You MUST provide a copy of anything you file to the other party or their lawyer. You can hand deliver it, mail it, fax it, or email it. You must note on your pleading when and how you delivered it to the other party.  This is called a “Certificate of Service”.

If one side files a Motion asking the Court to do something, the other side always has a chance to respond.  They do this by filing a “Response to Motion to….“   There are time limits for responding to Motions.  Check the Rules of Civil Procedure to find out how to file a motion and how long you have to respond to a Motion filed by the other side. 

After a Response is filed, the person who filed the Motion or Request (the “Movant”) may file a Reply.  The Rules of Civil Procedure also say how long the Movant has to file a Reply.

If you ask the Court to do something by filing a Motion and the other side objects by filing a written Response to the Motion, the Court may decide the issue based on the written pleadings (the Motion and the Response, and the Reply, if one is filed), or the Court may set a hearing so that both of you may present your side. 

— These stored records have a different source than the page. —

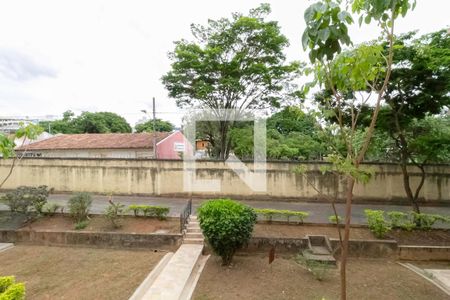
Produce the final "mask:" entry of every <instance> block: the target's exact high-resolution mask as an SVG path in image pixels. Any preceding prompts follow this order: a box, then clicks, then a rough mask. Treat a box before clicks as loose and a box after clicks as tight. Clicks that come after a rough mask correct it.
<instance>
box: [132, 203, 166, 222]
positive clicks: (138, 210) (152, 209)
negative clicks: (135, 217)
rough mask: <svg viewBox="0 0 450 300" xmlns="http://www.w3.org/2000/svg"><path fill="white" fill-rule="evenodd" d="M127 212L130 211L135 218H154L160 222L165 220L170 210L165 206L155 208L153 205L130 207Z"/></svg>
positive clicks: (155, 207) (133, 205) (146, 205)
mask: <svg viewBox="0 0 450 300" xmlns="http://www.w3.org/2000/svg"><path fill="white" fill-rule="evenodd" d="M128 210H129V211H132V212H133V213H134V215H135V216H136V217H138V216H144V217H156V218H158V219H160V220H164V219H165V218H167V215H168V214H169V211H170V208H169V207H165V206H155V205H134V204H133V205H130V206H128Z"/></svg>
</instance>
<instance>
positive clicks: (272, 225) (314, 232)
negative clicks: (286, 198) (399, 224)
mask: <svg viewBox="0 0 450 300" xmlns="http://www.w3.org/2000/svg"><path fill="white" fill-rule="evenodd" d="M341 232H342V234H343V230H342V231H341ZM307 234H324V235H327V236H328V237H330V238H339V235H338V232H337V229H336V227H335V226H314V225H281V224H256V225H255V228H254V230H253V236H255V237H273V238H302V237H304V236H306V235H307ZM350 239H353V240H361V239H364V240H376V239H377V238H375V236H374V235H373V234H372V233H371V232H370V230H369V229H367V228H361V227H352V228H350ZM385 239H389V240H396V241H397V242H398V244H399V245H433V246H450V230H446V229H432V230H428V231H421V230H413V231H405V230H397V229H396V230H392V231H391V232H390V233H389V234H387V235H386V237H385Z"/></svg>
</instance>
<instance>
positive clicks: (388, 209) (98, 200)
mask: <svg viewBox="0 0 450 300" xmlns="http://www.w3.org/2000/svg"><path fill="white" fill-rule="evenodd" d="M70 197H71V195H69V194H53V195H50V197H49V200H48V201H49V202H52V203H58V204H60V205H64V206H65V207H67V202H68V200H69V198H70ZM93 198H94V200H93V204H92V209H91V212H92V213H98V214H101V213H103V212H104V211H105V209H106V207H107V206H108V196H102V195H93ZM113 200H114V201H115V202H120V203H122V204H125V205H126V206H128V205H130V204H148V205H164V206H168V207H170V215H171V216H179V215H180V212H181V211H182V210H183V208H184V207H185V205H186V203H187V200H188V199H187V198H165V197H144V196H114V197H113ZM203 201H205V200H202V199H194V200H193V209H194V211H195V210H196V209H197V207H198V206H199V205H200V204H201V203H202V202H203ZM242 202H243V203H246V204H248V205H250V206H252V207H255V208H273V209H289V210H297V211H306V212H308V213H309V217H308V218H307V219H306V221H307V222H313V223H326V222H328V216H330V215H332V214H333V210H332V208H331V205H330V204H329V203H313V202H287V201H279V200H277V201H253V200H252V201H248V200H246V201H242ZM336 207H337V210H338V214H339V215H341V216H343V215H344V207H345V205H344V204H342V203H339V204H336ZM367 208H369V209H381V210H385V211H392V210H396V211H404V212H407V211H410V210H411V208H410V206H407V205H404V206H402V205H383V204H353V206H352V223H354V224H365V222H366V217H365V215H364V210H365V209H367ZM0 210H7V207H6V206H4V205H1V204H0ZM66 211H67V209H66ZM422 212H424V213H435V214H440V215H447V216H450V207H434V206H433V207H432V206H427V207H423V208H422Z"/></svg>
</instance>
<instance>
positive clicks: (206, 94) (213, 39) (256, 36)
mask: <svg viewBox="0 0 450 300" xmlns="http://www.w3.org/2000/svg"><path fill="white" fill-rule="evenodd" d="M269 13H270V6H269V5H268V4H261V5H260V6H259V7H257V8H255V9H252V10H250V13H249V14H248V15H243V14H240V13H234V14H233V15H232V18H231V19H227V18H222V19H219V20H209V21H208V25H207V26H203V25H192V26H191V31H192V34H193V36H194V41H192V42H191V41H186V40H181V41H178V42H176V43H175V45H176V46H175V50H174V51H173V52H171V53H170V55H169V57H170V59H171V60H172V67H171V70H170V71H169V72H168V73H167V74H166V75H164V76H163V78H162V80H163V83H164V85H165V86H166V88H167V89H168V91H169V96H170V97H173V98H175V99H177V105H178V106H180V107H186V106H199V107H208V108H211V109H219V108H240V109H243V108H247V107H249V108H253V107H264V106H279V104H280V102H281V101H282V97H281V95H282V94H283V91H284V90H285V86H286V85H287V84H288V83H290V82H291V81H292V80H293V79H294V77H295V75H296V74H297V72H298V70H299V66H300V65H299V63H297V62H294V63H285V54H284V53H283V50H284V48H285V47H286V46H288V40H287V38H286V37H285V36H284V35H282V34H281V33H280V27H279V26H278V24H277V22H274V21H266V20H265V17H266V16H267V15H268V14H269Z"/></svg>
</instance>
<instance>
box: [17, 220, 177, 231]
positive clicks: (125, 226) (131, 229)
mask: <svg viewBox="0 0 450 300" xmlns="http://www.w3.org/2000/svg"><path fill="white" fill-rule="evenodd" d="M119 222H120V224H121V227H119V228H114V227H113V226H112V225H111V222H110V221H109V220H107V219H106V218H104V217H103V216H101V215H93V216H91V217H90V220H89V224H88V225H87V227H86V228H84V229H81V230H77V231H80V232H83V231H90V232H119V233H141V234H146V233H160V234H164V233H179V232H180V222H179V220H178V219H176V220H174V219H167V220H158V219H155V218H146V217H132V216H124V217H123V218H121V219H120V221H119ZM22 229H23V230H34V231H70V230H74V221H73V219H72V218H70V217H69V216H66V215H55V216H52V217H48V216H47V217H41V218H38V219H37V220H35V221H34V222H32V223H29V224H27V225H25V226H24V227H22ZM22 229H20V230H22Z"/></svg>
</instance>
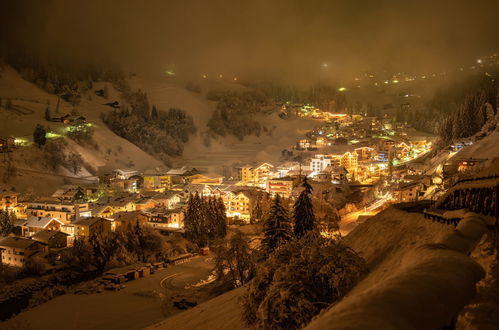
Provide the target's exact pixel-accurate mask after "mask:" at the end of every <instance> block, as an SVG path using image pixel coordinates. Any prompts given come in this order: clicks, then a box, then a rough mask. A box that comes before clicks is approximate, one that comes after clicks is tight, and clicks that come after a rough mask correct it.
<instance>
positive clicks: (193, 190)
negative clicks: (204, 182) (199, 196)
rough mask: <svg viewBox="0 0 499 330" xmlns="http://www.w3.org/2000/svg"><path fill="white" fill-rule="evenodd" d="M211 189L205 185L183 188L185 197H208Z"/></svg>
mask: <svg viewBox="0 0 499 330" xmlns="http://www.w3.org/2000/svg"><path fill="white" fill-rule="evenodd" d="M211 192H212V189H211V188H210V187H209V186H208V185H207V184H187V185H185V186H184V193H185V195H189V194H195V193H198V194H199V195H200V196H210V195H211Z"/></svg>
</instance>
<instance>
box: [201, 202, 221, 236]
mask: <svg viewBox="0 0 499 330" xmlns="http://www.w3.org/2000/svg"><path fill="white" fill-rule="evenodd" d="M203 210H204V215H205V216H204V220H205V221H206V223H205V228H206V233H207V235H208V238H209V239H210V240H214V239H216V238H217V237H218V214H217V205H216V200H215V199H214V198H213V197H209V198H205V199H203Z"/></svg>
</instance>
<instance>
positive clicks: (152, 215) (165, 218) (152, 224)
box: [144, 208, 185, 229]
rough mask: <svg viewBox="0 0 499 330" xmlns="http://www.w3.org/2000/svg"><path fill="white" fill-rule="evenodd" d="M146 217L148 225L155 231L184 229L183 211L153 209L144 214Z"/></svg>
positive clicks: (158, 208)
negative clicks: (165, 228)
mask: <svg viewBox="0 0 499 330" xmlns="http://www.w3.org/2000/svg"><path fill="white" fill-rule="evenodd" d="M144 214H145V215H146V216H147V217H148V225H149V226H151V227H152V228H155V229H165V228H184V217H185V213H184V209H183V208H177V209H171V210H169V209H163V208H155V209H150V210H147V211H146V212H144Z"/></svg>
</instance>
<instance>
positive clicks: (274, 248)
mask: <svg viewBox="0 0 499 330" xmlns="http://www.w3.org/2000/svg"><path fill="white" fill-rule="evenodd" d="M263 234H264V237H263V240H262V243H261V248H262V252H263V254H264V255H267V256H268V255H269V254H271V253H272V252H273V251H275V250H276V249H278V248H280V247H281V246H283V245H285V244H286V243H288V242H289V241H291V240H292V239H293V232H292V229H291V221H290V219H289V216H288V212H287V210H286V208H285V207H284V206H283V205H282V201H281V197H280V196H279V195H276V197H275V198H274V203H273V204H272V207H271V209H270V214H269V216H268V217H267V219H266V220H265V222H264V224H263Z"/></svg>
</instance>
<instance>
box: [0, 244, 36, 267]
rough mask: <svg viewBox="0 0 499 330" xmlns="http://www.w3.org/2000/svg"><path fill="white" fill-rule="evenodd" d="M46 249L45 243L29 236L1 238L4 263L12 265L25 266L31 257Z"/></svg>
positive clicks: (1, 254) (22, 266)
mask: <svg viewBox="0 0 499 330" xmlns="http://www.w3.org/2000/svg"><path fill="white" fill-rule="evenodd" d="M45 251H46V246H45V245H44V244H42V243H40V242H38V241H35V240H32V239H28V238H23V237H6V238H4V239H2V240H0V252H1V255H2V264H4V265H9V266H12V267H24V265H25V263H26V261H27V260H28V259H29V258H31V257H33V256H34V255H36V254H38V253H40V252H45Z"/></svg>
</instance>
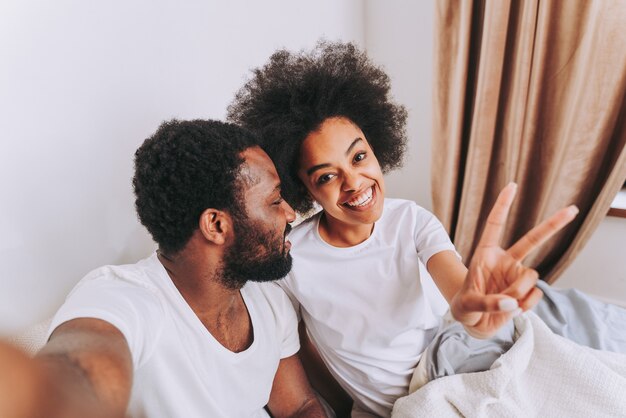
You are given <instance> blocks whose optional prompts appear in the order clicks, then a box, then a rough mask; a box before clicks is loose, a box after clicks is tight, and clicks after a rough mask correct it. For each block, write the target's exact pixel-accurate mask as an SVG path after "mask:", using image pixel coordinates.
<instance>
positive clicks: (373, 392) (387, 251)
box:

If you want to make sure you have a chance to talk to the judge to present your side and not just rely on the written Motion, you must file a Request for Hearing along with the Motion.  If the judge decides to have a hearing, you will receive a Notice of Hearing that sets the date and time that you MUST appear.

If you receive a Notice of Hearing for a Motion that you filed, and you do not appear, the Court may cancel the hearing and dismiss your Motion.

If you receive a Notice of Hearing for a Motion that the other side filed, and you do not appear, the Court may give the other side what they’re asking for – which you probably don’t agree with, or they wouldn’t have filed a Motion to get a court order for it! 

If you have received a notice of hearing you must be prepared to present all your evidence about that issue on the day of the hearing. Bring copies of your written evidence (exhibits) and provide them to the other party before the hearing.  Study the Rules of Evidence to learn how to present your evidence in the hearing.

If you need a witness to help you prove your side, you may request the Clerk's Office to issue a subpoena for that witness. The Sheriff's office may serve subpoenas for you. You should consult with any witnesses you wish to testify for you before you arrange for a subpoena. 

The Rules of Civil Procedure govern subpoenas and witness fees.  Expert witnesses such as doctors, psychologists or accountants may require advance payment of fees.  

The information on this website is not intended as legal advice, and does not substitute for seeking independent legal advice regarding the handling of a lawsuit or related legal matters.